Tagged this with both samtools and Diffbind because it looks like a samtools problem, but the script worked as-is 2 years ago for DiffBind. So maybe DiffBind is involved. Picard ValidateSamFile returned no errors on the file.

samtools diffbind dba.count bam • 701 views
0
Entering edit mode

what is the output of

samtools quickcheck file_sorted_byposition.bam


is file_sorted_byposition.bam indexed with samtools index ?

0
Entering edit mode

Thanks Pierre,

Quickcheck exited without error. I did generate an index for file_sorted_byposition.bam, but DiffBind doesn't call for indexes.

0
Entering edit mode

The same error appears when a sampleSheet with only one line is used.

Reproducible from the vignette data:

library(DiffBind)
library(QuantitativeChIPseqWorkshop)

setwd(paste(system.file("extdata", package="QuantitativeChIPseqWorkshop")))

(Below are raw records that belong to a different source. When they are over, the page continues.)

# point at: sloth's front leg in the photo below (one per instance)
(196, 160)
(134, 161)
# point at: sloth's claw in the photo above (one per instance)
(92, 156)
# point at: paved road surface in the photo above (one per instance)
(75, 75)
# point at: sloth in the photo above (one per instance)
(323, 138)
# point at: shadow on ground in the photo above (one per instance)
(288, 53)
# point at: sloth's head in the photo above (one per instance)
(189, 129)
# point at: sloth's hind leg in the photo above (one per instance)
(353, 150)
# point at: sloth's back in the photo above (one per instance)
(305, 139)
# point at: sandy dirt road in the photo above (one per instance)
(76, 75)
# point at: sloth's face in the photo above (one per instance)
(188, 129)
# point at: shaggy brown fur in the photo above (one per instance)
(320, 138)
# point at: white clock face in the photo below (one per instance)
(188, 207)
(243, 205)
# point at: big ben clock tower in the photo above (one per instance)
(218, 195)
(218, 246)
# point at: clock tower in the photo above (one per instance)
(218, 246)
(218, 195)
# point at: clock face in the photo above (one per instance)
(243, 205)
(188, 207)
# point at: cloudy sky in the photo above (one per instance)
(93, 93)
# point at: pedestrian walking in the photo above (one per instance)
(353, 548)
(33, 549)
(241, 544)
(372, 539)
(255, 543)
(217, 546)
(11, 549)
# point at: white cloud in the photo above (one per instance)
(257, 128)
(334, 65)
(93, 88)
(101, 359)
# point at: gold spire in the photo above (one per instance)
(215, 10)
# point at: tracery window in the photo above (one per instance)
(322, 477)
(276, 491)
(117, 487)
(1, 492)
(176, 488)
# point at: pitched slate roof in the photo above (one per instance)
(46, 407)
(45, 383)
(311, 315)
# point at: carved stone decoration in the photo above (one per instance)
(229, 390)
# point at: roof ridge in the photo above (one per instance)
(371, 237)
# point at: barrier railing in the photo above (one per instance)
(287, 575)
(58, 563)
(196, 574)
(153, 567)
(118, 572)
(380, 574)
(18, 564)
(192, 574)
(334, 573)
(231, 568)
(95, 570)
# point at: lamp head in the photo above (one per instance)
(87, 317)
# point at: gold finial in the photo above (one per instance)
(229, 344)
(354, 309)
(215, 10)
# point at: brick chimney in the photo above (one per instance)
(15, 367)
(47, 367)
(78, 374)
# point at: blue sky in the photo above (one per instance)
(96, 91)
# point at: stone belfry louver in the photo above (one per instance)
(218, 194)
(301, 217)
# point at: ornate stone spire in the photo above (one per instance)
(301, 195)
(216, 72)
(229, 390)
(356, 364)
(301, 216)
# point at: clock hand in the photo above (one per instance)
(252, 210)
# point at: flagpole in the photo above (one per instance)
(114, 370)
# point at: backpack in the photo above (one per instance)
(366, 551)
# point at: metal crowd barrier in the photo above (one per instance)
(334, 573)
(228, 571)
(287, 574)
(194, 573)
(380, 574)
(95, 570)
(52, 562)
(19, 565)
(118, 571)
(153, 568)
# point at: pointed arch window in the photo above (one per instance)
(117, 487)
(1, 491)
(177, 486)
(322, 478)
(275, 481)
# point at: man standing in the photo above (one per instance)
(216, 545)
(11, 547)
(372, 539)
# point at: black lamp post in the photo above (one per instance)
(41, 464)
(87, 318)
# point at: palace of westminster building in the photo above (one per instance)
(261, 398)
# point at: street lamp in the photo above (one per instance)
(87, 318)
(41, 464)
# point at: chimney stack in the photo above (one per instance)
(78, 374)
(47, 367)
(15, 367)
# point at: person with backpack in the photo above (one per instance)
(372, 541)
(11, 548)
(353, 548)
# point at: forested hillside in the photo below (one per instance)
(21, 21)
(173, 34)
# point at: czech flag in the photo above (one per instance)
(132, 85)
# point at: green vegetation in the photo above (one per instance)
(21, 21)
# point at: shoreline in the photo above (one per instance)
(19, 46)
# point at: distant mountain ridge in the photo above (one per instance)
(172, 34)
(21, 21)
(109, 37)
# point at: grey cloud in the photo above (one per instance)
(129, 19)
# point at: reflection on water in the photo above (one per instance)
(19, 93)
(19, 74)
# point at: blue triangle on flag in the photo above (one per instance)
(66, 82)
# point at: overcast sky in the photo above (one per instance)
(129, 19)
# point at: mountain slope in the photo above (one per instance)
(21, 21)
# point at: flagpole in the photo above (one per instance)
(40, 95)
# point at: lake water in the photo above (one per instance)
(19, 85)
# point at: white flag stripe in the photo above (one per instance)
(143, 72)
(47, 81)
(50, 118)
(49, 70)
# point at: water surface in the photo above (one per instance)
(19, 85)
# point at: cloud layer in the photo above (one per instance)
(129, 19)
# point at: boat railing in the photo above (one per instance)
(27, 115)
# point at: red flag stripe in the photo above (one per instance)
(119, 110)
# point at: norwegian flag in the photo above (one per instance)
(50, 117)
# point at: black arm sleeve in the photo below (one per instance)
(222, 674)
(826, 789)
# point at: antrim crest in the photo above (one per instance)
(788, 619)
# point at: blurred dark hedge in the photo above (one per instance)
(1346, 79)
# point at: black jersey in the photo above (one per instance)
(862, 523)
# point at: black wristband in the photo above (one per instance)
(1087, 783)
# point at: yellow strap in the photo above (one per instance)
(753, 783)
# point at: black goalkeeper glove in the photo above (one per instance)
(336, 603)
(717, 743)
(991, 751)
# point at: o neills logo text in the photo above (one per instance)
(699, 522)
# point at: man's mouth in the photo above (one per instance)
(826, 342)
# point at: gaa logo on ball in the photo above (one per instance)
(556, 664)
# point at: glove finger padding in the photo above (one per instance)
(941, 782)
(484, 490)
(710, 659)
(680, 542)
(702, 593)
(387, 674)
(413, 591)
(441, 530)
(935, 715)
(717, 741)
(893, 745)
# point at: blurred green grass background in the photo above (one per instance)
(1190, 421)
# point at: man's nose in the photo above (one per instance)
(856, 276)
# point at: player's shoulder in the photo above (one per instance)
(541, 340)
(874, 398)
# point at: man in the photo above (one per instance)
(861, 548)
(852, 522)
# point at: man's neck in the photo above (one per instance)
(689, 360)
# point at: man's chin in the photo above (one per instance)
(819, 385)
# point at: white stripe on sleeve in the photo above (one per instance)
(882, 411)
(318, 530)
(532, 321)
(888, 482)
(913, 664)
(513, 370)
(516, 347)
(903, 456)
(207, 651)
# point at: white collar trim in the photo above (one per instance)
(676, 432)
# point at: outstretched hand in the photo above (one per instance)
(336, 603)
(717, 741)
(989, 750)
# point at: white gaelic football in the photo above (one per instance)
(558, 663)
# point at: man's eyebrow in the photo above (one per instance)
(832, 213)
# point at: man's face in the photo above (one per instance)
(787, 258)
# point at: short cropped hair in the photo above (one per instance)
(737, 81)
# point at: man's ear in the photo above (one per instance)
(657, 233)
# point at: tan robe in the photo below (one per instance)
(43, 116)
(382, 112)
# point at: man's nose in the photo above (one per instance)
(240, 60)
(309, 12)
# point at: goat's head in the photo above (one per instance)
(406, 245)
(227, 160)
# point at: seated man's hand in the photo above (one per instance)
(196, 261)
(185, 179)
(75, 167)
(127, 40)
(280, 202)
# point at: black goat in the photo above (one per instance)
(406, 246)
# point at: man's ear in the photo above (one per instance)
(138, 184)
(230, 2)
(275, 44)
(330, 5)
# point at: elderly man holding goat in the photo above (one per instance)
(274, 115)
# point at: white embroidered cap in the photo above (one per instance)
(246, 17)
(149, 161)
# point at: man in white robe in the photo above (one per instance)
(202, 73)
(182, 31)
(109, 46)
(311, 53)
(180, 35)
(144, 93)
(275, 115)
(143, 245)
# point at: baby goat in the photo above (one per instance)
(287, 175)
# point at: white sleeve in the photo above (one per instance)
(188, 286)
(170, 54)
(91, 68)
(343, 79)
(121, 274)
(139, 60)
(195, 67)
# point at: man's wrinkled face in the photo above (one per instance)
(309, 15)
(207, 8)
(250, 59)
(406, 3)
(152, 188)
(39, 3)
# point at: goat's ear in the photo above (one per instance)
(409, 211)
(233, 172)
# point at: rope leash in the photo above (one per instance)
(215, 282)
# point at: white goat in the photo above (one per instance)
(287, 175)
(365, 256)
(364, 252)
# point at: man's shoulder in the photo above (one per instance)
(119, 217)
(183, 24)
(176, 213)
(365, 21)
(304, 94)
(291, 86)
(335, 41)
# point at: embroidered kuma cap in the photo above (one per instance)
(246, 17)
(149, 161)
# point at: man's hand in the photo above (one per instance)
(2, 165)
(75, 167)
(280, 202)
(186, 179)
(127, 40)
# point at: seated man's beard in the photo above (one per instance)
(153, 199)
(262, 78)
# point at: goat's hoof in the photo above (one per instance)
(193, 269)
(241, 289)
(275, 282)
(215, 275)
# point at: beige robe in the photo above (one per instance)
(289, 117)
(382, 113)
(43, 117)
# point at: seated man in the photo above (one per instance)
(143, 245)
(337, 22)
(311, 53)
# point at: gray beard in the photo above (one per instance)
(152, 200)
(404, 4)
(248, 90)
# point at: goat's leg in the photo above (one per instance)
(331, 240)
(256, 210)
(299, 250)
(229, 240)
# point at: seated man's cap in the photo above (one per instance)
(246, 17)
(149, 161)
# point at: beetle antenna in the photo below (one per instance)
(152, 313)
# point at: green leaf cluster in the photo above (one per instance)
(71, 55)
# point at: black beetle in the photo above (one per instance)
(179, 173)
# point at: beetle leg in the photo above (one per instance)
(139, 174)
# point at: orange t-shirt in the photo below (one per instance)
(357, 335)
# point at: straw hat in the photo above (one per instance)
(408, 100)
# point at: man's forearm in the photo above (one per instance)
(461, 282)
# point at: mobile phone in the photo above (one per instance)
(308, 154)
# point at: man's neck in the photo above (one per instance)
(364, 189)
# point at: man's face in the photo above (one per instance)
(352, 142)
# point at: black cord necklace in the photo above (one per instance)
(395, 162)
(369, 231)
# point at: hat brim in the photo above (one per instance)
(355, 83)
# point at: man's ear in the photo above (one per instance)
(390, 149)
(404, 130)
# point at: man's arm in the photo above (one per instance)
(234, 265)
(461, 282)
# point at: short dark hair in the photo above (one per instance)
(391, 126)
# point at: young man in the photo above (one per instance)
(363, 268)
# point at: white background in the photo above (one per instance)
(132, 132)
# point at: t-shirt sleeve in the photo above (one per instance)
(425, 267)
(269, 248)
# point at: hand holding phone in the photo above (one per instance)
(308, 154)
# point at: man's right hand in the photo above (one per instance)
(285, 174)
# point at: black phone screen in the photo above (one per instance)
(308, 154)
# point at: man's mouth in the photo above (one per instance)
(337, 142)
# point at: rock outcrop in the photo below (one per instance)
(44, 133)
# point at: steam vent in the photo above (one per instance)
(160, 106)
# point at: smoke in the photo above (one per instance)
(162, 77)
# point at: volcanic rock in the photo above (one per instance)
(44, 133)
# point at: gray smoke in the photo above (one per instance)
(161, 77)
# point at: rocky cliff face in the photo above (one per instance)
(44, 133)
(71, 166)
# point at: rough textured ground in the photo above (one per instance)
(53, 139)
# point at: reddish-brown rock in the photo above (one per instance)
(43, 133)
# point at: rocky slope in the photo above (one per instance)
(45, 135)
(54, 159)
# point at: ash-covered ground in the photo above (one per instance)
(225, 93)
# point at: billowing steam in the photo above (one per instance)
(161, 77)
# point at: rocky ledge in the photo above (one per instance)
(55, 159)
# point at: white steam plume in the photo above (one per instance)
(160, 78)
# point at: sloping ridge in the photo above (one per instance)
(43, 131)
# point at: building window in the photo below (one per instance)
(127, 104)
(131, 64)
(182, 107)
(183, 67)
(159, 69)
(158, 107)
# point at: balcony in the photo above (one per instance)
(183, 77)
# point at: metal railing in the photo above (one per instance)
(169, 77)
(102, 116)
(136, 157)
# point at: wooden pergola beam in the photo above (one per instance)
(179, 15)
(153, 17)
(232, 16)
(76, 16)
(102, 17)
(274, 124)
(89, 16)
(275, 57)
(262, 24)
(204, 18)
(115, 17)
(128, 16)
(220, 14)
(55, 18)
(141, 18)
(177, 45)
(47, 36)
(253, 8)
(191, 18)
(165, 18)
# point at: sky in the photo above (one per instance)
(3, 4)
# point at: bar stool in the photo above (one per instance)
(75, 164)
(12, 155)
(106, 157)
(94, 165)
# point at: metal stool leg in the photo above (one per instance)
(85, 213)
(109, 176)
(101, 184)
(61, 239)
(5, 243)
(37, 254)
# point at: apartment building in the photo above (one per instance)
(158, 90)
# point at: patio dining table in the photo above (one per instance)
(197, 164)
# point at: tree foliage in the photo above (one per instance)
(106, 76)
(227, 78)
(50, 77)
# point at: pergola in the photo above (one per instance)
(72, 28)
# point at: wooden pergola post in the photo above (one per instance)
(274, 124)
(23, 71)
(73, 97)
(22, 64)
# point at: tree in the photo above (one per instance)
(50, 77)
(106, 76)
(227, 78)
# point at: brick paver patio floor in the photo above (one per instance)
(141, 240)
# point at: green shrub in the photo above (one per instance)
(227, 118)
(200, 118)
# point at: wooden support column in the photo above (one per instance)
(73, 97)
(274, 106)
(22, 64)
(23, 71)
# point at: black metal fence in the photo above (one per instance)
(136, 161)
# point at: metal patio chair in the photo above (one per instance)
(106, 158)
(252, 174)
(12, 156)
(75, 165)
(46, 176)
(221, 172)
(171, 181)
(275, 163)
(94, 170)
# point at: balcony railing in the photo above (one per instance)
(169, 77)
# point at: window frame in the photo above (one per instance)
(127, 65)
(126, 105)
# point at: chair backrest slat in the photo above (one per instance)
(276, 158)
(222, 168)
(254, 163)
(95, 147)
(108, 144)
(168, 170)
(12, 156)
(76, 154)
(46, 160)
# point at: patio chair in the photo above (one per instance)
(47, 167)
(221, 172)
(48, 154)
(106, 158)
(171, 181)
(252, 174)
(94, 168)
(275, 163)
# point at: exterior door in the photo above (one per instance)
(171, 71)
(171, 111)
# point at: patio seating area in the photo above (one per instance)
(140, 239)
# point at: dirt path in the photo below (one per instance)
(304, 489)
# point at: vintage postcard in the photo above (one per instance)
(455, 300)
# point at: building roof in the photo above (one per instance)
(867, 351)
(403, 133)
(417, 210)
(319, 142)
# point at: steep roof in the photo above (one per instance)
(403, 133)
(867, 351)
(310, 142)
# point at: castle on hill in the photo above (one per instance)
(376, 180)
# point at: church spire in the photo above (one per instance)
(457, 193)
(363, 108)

tam.peaks <- dba(sampleSheet=samples[1,])

tam.counts <- dba.count(tam.peaks)

Computing summits...
Re-centering peaks...
Error in colnames(result)[4:ncol(result)] <- colnames(classes) :    replacement has length zero


Is it the expected behaviour?

0
Entering edit mode

I can't say I'm surprised, as the package is meant to compare samples, so there's not much point in running it with only 1. You might try posting over on the Bioconductor support forum, as the package dev is active there. They may want to catch that error so that it's more informative.

0
Entering edit mode
5 months ago
Rory Stark ★ 1.2k

I can verify that this is a bug and not expected behavior. One of those edge cases in R where something that is usually a matrix gets turned into a vector when there is only one column. I'll address this as a bugfix after the Bioconductor 2.13 release. I'll update this issue here when a fix is checked in.

Regarding index files, DiffBind does expect there to be matching index files for each of the bam files. If they are missing, it will attempt to create new ones; if this fails, so will read counting.